Dr. Ben Bass (Elba) and photo journalist Alex Martin (Winslet) are the sole survivors of a plane crash in route from Idaho to Denver during a winter storm. Neither contacted family before hopping aboard a two-seater plane in a desperate attempt to get to their pressing destinations. Little food, a broken leg and dire circumstances, the two strangers must rely on one another’s limited survival skills to stay alive. Also on the ground with them is the pilots surviving dog with no name. Alex decides moving to lower ground will be their only chance for rescue, but once on the move, warmth is hard to come by and food even more scarce as they inch away from the mountain and closer to death.

Once again Elba elevates a film that would otherwise succumb to a filmmaker unaware that he isn’t really offering his audience anything new.

I get that in the overall scheme of things, the plane crash isn’t the most important scene in a movie. The Mountain Between Us quickly reveals itself as a human story rather than a survival film. The way the cinematographer moves the single shot in and around the tiny plane is quite interesting and purposely claustrophobic. It’s when we get to the crash that it looks like a video game or made for TV movie. Cast Away, Sully or Flight have shown us how harrowing a plane crash can look and feel visually, this film would have been better off just skipping the crash. The middle section plays a bit like recent survival film Walking Out, but it’s the final act where the filmmakers just embrace stereotypes to the point it nearly ruins the actors solid work.

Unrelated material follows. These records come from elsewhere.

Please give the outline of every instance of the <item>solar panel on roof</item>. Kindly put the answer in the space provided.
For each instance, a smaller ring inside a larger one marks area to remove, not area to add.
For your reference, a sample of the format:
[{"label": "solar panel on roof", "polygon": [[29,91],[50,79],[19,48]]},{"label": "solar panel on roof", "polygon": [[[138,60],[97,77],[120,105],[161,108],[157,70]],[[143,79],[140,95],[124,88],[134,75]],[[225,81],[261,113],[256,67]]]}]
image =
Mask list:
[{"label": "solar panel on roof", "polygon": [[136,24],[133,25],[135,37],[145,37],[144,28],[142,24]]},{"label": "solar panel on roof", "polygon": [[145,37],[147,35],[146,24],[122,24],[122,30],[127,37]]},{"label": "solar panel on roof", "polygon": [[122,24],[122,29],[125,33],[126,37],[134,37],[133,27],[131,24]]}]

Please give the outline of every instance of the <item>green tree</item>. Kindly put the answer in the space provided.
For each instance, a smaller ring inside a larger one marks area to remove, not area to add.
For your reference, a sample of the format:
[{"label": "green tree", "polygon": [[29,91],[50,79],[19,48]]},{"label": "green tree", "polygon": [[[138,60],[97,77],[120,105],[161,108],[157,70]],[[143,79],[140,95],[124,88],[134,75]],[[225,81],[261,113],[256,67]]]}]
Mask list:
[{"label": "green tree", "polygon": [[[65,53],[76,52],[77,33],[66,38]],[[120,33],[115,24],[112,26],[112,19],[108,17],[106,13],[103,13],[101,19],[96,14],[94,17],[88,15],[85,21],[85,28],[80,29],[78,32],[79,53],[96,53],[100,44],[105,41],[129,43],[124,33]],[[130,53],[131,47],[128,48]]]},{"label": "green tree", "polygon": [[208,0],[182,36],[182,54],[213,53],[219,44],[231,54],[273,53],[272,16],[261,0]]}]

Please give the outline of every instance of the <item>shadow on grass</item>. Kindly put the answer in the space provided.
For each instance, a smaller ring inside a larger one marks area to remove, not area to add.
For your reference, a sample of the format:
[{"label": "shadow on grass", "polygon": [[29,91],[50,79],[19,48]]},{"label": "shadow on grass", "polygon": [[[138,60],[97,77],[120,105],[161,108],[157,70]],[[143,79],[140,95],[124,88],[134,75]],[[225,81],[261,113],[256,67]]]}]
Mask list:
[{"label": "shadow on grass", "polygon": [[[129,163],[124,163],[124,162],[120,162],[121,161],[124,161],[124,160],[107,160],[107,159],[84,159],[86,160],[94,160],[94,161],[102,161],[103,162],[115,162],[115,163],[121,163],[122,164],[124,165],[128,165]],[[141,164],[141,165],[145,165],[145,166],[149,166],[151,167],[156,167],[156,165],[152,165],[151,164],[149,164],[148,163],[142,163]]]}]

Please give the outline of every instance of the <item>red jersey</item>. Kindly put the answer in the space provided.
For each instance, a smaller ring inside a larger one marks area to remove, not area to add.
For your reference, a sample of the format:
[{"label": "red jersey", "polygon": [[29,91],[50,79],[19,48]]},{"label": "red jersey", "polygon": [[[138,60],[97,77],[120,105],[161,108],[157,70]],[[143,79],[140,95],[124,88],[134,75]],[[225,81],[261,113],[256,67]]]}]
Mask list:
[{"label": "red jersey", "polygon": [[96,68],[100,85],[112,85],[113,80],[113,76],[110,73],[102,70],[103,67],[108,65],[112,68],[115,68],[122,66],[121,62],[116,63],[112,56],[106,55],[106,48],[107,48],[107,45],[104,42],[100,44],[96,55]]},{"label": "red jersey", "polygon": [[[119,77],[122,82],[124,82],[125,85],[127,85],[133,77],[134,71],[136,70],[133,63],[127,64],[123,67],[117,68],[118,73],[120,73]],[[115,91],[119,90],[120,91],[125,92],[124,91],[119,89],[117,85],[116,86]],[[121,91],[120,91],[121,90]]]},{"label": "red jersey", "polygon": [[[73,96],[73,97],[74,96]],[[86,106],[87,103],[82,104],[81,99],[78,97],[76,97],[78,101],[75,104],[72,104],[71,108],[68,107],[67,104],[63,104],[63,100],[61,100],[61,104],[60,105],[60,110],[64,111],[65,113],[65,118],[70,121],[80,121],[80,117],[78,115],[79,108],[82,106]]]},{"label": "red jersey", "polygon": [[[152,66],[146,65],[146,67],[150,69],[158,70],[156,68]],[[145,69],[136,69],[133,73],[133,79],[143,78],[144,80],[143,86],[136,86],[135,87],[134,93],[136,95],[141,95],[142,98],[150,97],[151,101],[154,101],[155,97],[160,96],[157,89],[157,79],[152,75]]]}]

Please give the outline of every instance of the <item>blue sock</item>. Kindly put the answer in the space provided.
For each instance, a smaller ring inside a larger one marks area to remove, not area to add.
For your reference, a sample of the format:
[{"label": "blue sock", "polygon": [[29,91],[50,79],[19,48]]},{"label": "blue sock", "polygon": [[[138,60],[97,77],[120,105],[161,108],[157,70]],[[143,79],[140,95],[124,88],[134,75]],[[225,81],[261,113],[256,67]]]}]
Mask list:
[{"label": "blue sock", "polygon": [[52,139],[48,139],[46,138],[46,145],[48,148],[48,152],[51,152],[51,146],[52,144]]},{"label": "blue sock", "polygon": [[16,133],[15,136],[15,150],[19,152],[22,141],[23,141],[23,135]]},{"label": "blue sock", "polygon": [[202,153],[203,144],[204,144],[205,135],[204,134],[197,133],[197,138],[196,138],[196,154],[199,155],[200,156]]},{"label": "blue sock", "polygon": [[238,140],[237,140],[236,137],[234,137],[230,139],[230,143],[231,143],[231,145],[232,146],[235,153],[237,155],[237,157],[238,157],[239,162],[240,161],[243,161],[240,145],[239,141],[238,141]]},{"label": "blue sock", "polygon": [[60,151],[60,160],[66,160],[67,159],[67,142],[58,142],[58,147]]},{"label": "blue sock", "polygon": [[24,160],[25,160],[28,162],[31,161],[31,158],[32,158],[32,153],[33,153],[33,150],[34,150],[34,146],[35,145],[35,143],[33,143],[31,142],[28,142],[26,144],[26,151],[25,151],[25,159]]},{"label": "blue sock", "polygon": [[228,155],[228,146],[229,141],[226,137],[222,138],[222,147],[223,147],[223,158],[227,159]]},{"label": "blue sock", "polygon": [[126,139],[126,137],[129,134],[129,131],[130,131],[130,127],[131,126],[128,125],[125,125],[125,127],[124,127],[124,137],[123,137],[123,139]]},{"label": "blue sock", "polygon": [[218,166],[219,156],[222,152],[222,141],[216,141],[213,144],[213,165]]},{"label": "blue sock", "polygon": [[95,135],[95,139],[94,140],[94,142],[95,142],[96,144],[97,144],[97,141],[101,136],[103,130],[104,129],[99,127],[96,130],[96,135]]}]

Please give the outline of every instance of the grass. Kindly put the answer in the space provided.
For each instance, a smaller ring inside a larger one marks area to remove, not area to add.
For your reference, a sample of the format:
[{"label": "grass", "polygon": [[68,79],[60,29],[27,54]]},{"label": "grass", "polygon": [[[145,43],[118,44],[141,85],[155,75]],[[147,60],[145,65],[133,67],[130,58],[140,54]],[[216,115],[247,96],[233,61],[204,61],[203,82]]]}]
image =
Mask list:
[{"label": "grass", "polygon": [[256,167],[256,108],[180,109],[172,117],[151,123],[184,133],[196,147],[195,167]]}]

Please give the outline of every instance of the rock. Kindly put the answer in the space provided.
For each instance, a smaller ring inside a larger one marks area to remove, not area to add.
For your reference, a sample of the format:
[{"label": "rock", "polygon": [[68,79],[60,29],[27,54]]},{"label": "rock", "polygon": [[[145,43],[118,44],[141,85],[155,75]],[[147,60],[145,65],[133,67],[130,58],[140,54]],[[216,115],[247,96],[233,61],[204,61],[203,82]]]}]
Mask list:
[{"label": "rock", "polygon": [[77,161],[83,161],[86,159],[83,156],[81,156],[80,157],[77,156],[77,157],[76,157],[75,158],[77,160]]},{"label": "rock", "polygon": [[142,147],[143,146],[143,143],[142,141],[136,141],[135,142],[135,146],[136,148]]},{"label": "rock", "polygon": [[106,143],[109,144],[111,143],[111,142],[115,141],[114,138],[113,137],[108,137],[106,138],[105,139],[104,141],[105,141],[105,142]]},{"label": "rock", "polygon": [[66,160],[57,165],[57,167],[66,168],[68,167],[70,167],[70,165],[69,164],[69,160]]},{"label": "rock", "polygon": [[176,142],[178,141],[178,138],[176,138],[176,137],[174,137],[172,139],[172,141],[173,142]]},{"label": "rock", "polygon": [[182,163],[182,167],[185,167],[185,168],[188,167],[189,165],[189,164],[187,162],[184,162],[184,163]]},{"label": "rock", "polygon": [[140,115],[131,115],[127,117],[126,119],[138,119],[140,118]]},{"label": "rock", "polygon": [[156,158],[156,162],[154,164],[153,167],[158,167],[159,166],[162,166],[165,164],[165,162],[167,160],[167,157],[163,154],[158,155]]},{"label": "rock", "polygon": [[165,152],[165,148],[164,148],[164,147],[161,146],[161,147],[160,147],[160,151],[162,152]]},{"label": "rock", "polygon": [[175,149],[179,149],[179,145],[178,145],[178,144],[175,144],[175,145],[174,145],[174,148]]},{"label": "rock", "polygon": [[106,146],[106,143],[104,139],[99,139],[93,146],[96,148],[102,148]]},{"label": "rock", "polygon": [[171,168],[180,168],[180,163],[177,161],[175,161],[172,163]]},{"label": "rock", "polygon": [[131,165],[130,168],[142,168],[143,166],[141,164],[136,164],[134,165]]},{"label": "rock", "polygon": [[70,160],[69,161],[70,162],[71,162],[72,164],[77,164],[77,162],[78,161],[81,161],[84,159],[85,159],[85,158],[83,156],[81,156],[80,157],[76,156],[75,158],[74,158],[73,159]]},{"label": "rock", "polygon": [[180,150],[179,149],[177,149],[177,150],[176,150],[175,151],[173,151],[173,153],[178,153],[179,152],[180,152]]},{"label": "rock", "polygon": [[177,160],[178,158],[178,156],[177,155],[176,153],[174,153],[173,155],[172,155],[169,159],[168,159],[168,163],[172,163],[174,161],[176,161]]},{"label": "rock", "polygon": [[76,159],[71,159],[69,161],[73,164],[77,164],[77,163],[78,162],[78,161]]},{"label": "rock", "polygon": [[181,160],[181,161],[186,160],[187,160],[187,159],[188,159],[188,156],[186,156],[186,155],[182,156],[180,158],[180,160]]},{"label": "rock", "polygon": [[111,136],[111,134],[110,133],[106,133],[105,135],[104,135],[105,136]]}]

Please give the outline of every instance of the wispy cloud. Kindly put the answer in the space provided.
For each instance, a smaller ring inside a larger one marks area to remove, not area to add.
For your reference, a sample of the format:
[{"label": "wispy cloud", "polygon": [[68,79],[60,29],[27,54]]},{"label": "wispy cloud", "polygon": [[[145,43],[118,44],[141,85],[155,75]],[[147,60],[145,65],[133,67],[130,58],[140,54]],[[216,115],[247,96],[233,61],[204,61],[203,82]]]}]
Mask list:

Once again Elba elevates a film that would otherwise succumb to a filmmaker unaware that he isn’t really offering his audience anything new. Elba has this screen presence here and in other films, that demand the audience attention. He is both a quick-thinking hero, but also a quiet and contemplative protector, slowly unveiling his personality. Winslet, while playing an American, pulls off some comedy undertones that lighten the dire circumstance. A strong woman who isn’t afraid to admit she’s scared and vulnerable while also making some of the couples most difficult survival choices. The light piano score by Game of Thrones composer Ramin Djawadi doesn’t work in the early scenes, yet much better as the film and the circumstance change. A more astute filmmaker could have introduced original ideas into a tired genre, thankfully the actors make it worth your while.

Final Thought

The actors elevate an otherwise generic story of survival.